3.1.1 Sample structure table summary
# sample structure --------------------------------------------------------
# extract demographic section column names
v_d <- df_names %>% filter(section == "D") %>% .[["col_name"]]
df_input <- df_input %>%
mutate(native.village = factor(native.village,
levels = c("North", "Middle", "South"),
labels = c("North", "Central", "South")),
gender = factor(gender,
levels = c("male", "female"),
labels = c("Male", "Female")),
job = factor(job,
levels = c("student", "part.time", "full.time", "housework"),
labels = c("Student", "Part-time", "Full-time", "Housework")),
educationlevel = factor(educationlevel,
levels = c("below.hs", "highschool", "university"),
labels = c("Below high school", "High school", "University")),
age.range = factor(age.range,
levels = c("20_24t", "25_35t", ">35t"),
labels = c("20-24 yo", "25-35 yo", "Above 35 yo")))

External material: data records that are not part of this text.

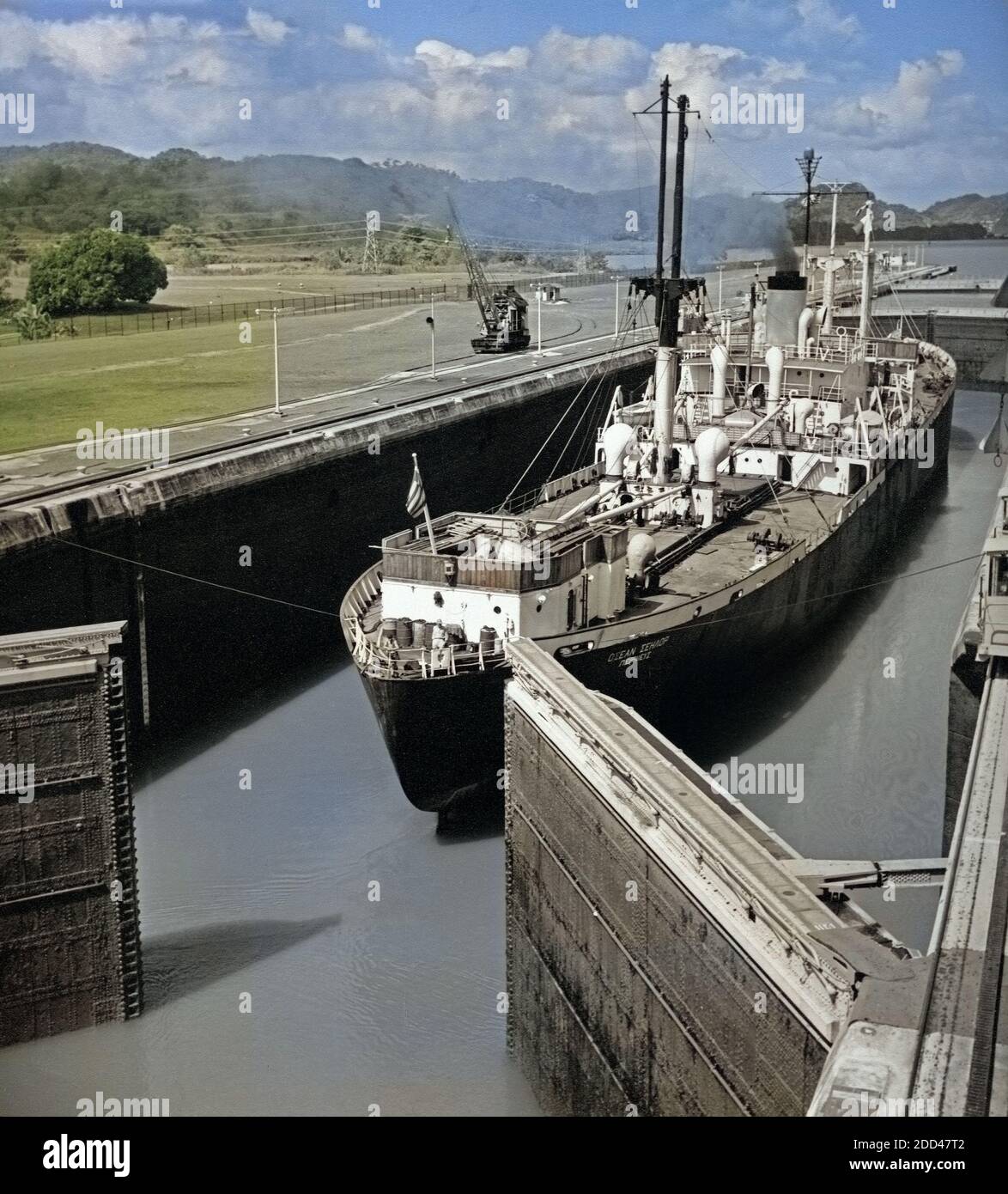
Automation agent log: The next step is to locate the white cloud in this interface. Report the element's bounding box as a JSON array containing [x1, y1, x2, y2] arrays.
[[830, 50, 964, 144], [794, 0, 861, 42], [337, 25, 386, 54], [762, 58, 809, 87], [413, 38, 532, 76], [245, 9, 294, 46]]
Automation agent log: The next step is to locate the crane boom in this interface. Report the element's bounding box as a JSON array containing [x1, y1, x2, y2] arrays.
[[446, 195, 531, 352]]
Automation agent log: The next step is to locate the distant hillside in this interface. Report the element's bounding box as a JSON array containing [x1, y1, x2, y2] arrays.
[[785, 183, 1008, 244], [0, 142, 786, 261], [0, 142, 1008, 265]]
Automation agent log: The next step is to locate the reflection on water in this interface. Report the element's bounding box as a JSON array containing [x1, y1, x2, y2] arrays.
[[0, 394, 999, 1115]]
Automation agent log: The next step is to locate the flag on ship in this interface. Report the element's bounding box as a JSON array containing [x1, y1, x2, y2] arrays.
[[405, 455, 427, 518]]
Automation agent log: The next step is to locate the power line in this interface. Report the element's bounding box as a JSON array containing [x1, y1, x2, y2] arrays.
[[19, 525, 983, 631]]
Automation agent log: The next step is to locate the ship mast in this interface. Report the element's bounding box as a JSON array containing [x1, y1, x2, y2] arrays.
[[634, 76, 701, 484]]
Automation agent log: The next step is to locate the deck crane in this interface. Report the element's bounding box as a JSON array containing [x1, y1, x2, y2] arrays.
[[447, 196, 531, 352]]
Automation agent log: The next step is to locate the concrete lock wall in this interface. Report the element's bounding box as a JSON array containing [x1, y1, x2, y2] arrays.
[[0, 347, 653, 754], [506, 659, 825, 1117], [0, 625, 141, 1046]]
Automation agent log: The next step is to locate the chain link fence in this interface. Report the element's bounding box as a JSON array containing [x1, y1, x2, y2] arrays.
[[0, 270, 622, 347]]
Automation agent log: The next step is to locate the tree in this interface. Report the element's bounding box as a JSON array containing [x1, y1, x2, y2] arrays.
[[27, 229, 168, 315], [15, 303, 52, 340]]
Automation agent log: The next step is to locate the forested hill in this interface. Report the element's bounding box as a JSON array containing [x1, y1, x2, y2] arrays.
[[0, 142, 1008, 260]]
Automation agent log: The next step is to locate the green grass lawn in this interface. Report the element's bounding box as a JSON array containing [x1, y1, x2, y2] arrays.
[[0, 324, 273, 453]]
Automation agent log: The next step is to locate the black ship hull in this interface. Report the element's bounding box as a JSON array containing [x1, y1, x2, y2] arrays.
[[362, 395, 953, 818]]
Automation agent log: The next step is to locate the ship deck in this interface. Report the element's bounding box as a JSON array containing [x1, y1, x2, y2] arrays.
[[345, 341, 944, 674]]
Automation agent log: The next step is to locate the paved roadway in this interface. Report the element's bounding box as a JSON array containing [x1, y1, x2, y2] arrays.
[[0, 282, 653, 505]]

df_demo <- df_input %>% select(ID, v_d)
df_sample_structure <-
df_demo %>%
select_if(negate(is.double)) %>%
gather(variable, value, 2:ncol(.)) %>%
group_by(variable, value) %>%
summarise(no_of_respondent = n()) %>%
mutate(proportion = round(no_of_respondent / 300 * 100, 2)) %>%
ungroup() %>%
mutate(variable = factor(variable,
levels = c("age.range", "educationlevel", "gender", "job", "native.village"),
labels = c("Age range", "Education level", "Gender", "Job", "Native village"))) %>%
arrange(variable, desc(proportion))
df_sample_structure %>% kable_adj(names = c("Variable", "Level", "No. of respondents", "% Respondents"))| Variable | Level | No. of respondents | % Respondents |
|---|---|---|---|
| Age range | 20-24 yo | 173 | 57.67 |
| Age range | Above 35 yo | 71 | 23.67 |
| Age range | 25-35 yo | 56 | 18.67 |
| Education level | University | 267 | 89.00 |
| Education level | High school | 31 | 10.33 |
| Education level | Below high school | 2 | 0.67 |
| Gender | Female | 199 | 66.33 |
| Gender | Male | 101 | 33.67 |
| Job | Full-time | 155 | 51.67 |
| Job | Student | 103 | 34.33 |
| Job | Part-time | 33 | 11.00 |
| Job | Housework | 9 | 3.00 |
| Native village | South | 195 | 65.00 |
| Native village | Central | 66 | 22.00 |
| Native village | North | 39 | 13.00 |
3.1.2 Sample structure plot
df_sample_structure %>%
ggplot(aes(reorder(value, no_of_respondent), no_of_respondent))+
geom_col(fill = v_palette_pander[1])+
geom_text(aes(y = no_of_respondent + 25, label = proportion))+
facet_wrap(~variable, scales = "free_y")+
labs(x="", y = "Number of respondents", title = "Number of respondents by age groups")+
theme_bw()+
geom_hline(yintercept = 30)+
coord_flip()
3.2 Continuous variables
Respondent age is not normally distributed. 1/3 respondents are 22 years old.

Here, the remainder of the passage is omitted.